Abstract

The maturely dissected area immediately west of Cincinnati, Ohio, is underlain by rhythmically interbedded Upper Ordovician mud-stones and calcarenites that dip less than one-half degree to the northwest. Structure contours drawn on the lower and upper contacts of the Fairview Formation (lower Maysville) show very low and broad, northwest-plunging ridges and troughs that roughly coincide with present topographic highs and lows; these ridges and troughs may also reflect original sea-floor irregularities. Especially interesting are deformational structures visible in outcrops, i.e., small folds, thrust faults, and joints.

Typical structures are small asymmetric anticlinal folds, 1–3 feet high and 10 feet across, which are cut by one or more low-angle thrusts. The thrusts have dislocations up to 1 or 2 feet and terminate in bedding planes. These structures are observed almost exclusively in stream cuts, situated topographically below 700 feet elevation, stratigraphically in the Kope Formation and lower part of the Fairview Formation, and lithologically in thick mudstone beds separated by thin limestone layers. When the structures of the entire area are considered, a compilation of their strike directions produces a slight maximum to the north-northwest. Locally, they are generally transverse to the creek in which they occur although some types are parallel to it.

In decreasing abundance, systematic vertical joints have formed along four main directions–northwest, north-northeast, east-northeast, and north-northwest. The strongest trend follows the direction of a parallel drainage, as well as the ridges and troughs shown in the structure contours of the Fairview contacts, and the northwest prong of the Cincinnati Arch.

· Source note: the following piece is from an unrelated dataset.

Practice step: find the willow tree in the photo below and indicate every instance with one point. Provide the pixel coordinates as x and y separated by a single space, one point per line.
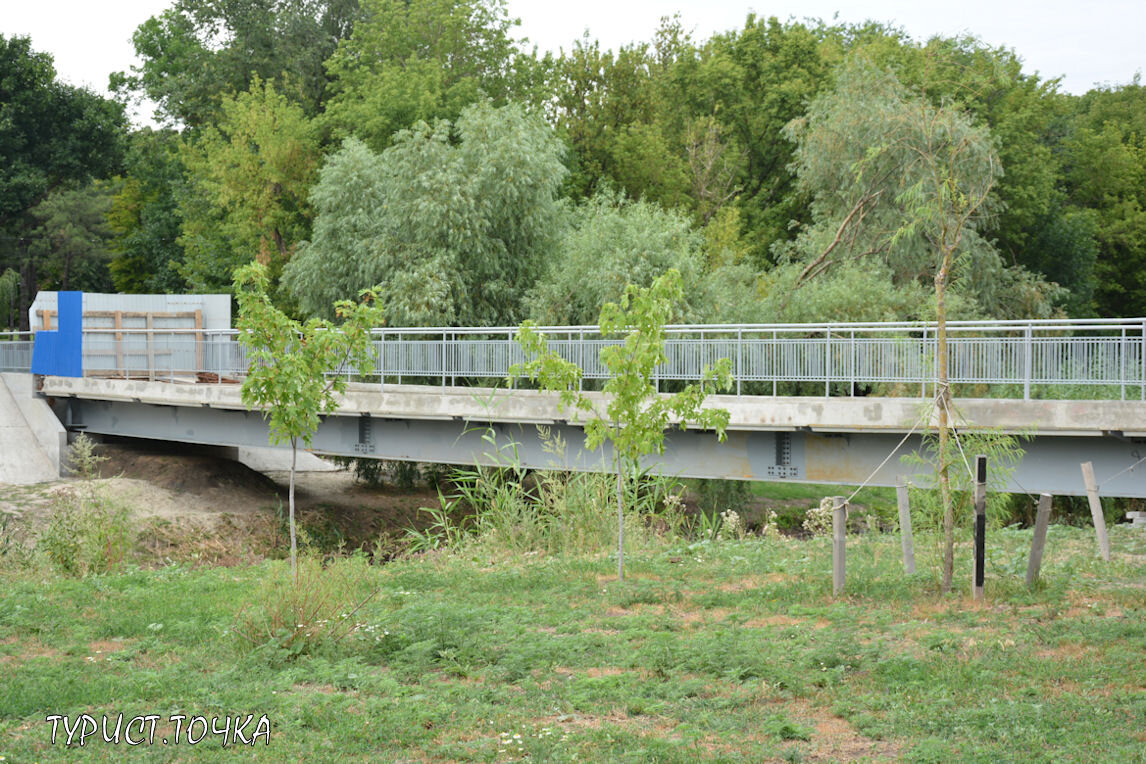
903 183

The deformational structures, which are of complex origins, have been formed by gentle postdepositional draping of the beds over the regional Arch; unloading by erosion and intrastratal down-dip flow of mudstone by gravitational squeezing; expansion; and sliding and slumping. Broad irregularities of the depositional surfaces, the contrasting physical properties of the lithologies, the arrangement of the lithologies with increasing amounts of mudstone toward the bottom, and the mature topography are responsible for locally controlling the direction and magnitude of the deformational stresses and, hence, the location, attitude, size, and shape of these folds, faults, and joints.